There are days at work when I just want to go home, and days at home when I just want to go to work. Both problems have the same cause: I just want to get away from the frustration.
Sometimes it's someone who won't stop getting on my nerves. Sometimes it's a problem with personal communication. Sometimes my code just won't do what it's supposed to do. Sometimes it's a matter of trying to please all of the people all of the time. Sometimes there's just too much stuff that needs to get done. Sometimes there's just stuff, but I'm too tired or too disinterested to do any of it.

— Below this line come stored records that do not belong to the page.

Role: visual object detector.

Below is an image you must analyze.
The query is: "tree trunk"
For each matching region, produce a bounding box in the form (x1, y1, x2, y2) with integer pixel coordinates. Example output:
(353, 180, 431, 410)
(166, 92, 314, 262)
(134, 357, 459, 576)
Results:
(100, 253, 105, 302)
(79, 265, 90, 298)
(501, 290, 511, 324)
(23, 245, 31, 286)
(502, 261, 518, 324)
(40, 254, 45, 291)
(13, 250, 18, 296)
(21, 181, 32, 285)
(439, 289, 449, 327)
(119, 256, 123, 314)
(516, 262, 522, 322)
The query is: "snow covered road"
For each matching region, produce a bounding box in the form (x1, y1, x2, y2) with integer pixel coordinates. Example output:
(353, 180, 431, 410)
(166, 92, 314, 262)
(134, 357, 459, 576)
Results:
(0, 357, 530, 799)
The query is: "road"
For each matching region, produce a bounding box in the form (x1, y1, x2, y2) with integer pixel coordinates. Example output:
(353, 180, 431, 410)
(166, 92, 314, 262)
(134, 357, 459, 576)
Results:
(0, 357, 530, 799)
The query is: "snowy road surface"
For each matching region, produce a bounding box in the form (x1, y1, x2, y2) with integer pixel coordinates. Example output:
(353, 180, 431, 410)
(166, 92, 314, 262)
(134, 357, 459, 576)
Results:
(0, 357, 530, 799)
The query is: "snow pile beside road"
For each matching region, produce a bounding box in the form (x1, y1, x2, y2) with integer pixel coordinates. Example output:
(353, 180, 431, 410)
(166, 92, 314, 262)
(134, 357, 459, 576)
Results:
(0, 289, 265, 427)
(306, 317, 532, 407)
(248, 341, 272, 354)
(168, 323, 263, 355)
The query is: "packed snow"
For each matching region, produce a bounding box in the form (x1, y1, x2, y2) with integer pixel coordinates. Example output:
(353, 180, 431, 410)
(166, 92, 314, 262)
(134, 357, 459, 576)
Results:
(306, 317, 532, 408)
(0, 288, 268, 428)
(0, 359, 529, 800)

Whatever it is, it's all the same basic issue: I've got a problem and I don't know how to solve it. This may or may not be a guy thing -- as a gender, we're known for wanting to fix everything around us. Usually when this happens, I resolve it by dropping the problem until I can come back and look at it from a different angle. Sometimes I'm not allowed to. And sometimes there just aren't any other angles.

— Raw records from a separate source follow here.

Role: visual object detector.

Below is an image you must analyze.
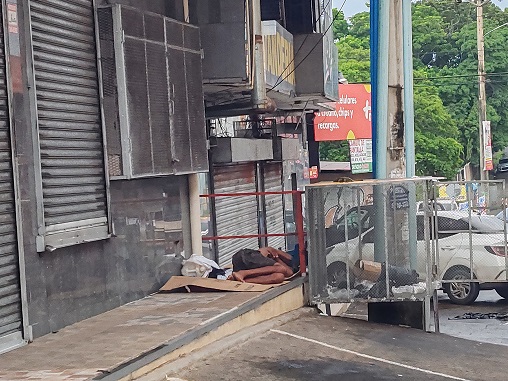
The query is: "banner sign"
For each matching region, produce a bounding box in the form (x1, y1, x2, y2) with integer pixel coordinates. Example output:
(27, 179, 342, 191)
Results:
(349, 139, 373, 174)
(314, 84, 372, 141)
(483, 121, 493, 171)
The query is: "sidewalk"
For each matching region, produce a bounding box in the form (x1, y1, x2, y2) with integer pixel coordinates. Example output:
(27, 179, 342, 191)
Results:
(0, 278, 306, 381)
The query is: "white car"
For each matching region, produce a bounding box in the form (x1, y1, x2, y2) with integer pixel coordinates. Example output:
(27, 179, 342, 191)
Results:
(325, 209, 508, 304)
(416, 199, 459, 212)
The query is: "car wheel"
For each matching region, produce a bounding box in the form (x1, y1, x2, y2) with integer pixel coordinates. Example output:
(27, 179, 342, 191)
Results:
(495, 285, 508, 299)
(443, 266, 480, 305)
(327, 261, 354, 289)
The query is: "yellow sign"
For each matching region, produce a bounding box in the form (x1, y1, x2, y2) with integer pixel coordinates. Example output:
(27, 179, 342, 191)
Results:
(263, 21, 295, 90)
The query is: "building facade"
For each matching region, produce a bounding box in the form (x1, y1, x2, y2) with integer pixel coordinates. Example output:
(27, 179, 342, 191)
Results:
(0, 0, 337, 354)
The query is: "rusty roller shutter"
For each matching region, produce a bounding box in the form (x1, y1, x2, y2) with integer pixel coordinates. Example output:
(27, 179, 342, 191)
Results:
(263, 162, 285, 250)
(0, 2, 23, 350)
(213, 164, 259, 267)
(30, 0, 109, 247)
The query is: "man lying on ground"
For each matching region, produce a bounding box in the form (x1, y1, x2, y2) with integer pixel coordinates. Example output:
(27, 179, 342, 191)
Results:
(229, 247, 294, 284)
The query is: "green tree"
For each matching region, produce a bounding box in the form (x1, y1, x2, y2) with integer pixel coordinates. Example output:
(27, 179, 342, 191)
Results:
(412, 1, 508, 166)
(332, 8, 349, 41)
(319, 141, 350, 162)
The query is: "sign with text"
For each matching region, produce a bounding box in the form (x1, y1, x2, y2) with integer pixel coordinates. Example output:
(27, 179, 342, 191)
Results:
(349, 139, 373, 174)
(314, 84, 372, 141)
(483, 121, 493, 171)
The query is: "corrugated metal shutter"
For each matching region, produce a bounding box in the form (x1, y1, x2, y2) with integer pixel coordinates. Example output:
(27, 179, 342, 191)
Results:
(263, 162, 285, 250)
(0, 2, 23, 347)
(214, 164, 259, 267)
(30, 0, 109, 247)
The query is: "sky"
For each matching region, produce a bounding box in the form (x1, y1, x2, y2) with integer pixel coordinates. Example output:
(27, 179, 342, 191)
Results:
(332, 0, 508, 18)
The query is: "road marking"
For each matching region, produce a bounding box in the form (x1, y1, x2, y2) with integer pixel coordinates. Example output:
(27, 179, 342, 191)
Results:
(270, 329, 471, 381)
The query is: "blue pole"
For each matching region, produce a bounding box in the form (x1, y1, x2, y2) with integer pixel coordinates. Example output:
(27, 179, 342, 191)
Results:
(402, 0, 417, 270)
(370, 0, 379, 176)
(375, 0, 390, 179)
(403, 0, 415, 178)
(371, 0, 390, 262)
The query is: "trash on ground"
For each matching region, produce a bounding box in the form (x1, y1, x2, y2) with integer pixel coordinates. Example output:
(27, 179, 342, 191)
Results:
(449, 312, 508, 321)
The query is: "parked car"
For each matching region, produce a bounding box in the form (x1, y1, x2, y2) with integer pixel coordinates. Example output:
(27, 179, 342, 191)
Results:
(416, 199, 459, 212)
(496, 208, 508, 222)
(325, 209, 508, 304)
(497, 157, 508, 173)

I have a Rubik's Cube sitting on my desk at work, all the time. I keep it in prominent view. I figured out how to solve it some time ago, largely on my own, and it stays solved where it sits. But every once in a while, usually when the frustrations are starting to build, I pick it up and scramble it. Then I take a few minutes to solve it again, methodically and quickly. The sequences are second nature by now: top edges, top corners, side edges, bottom corners, bottom edges. Twist, turn, spin. And then it's back to its former aesthetic perfection, and I can put it down and go back to work.
It's strangely comforting. Some people get out their stress by punching walls; I get mine out by solving problems. The Rubik's Cube is nice to keep around for just that reason. For most everybody it's an incredible puzzle, too difficult for them to even bother with. But no matter how bad it looks, I can fix it. Perfectly, and every single time.
I know I'm not the first person who wishes everything in life worked that way.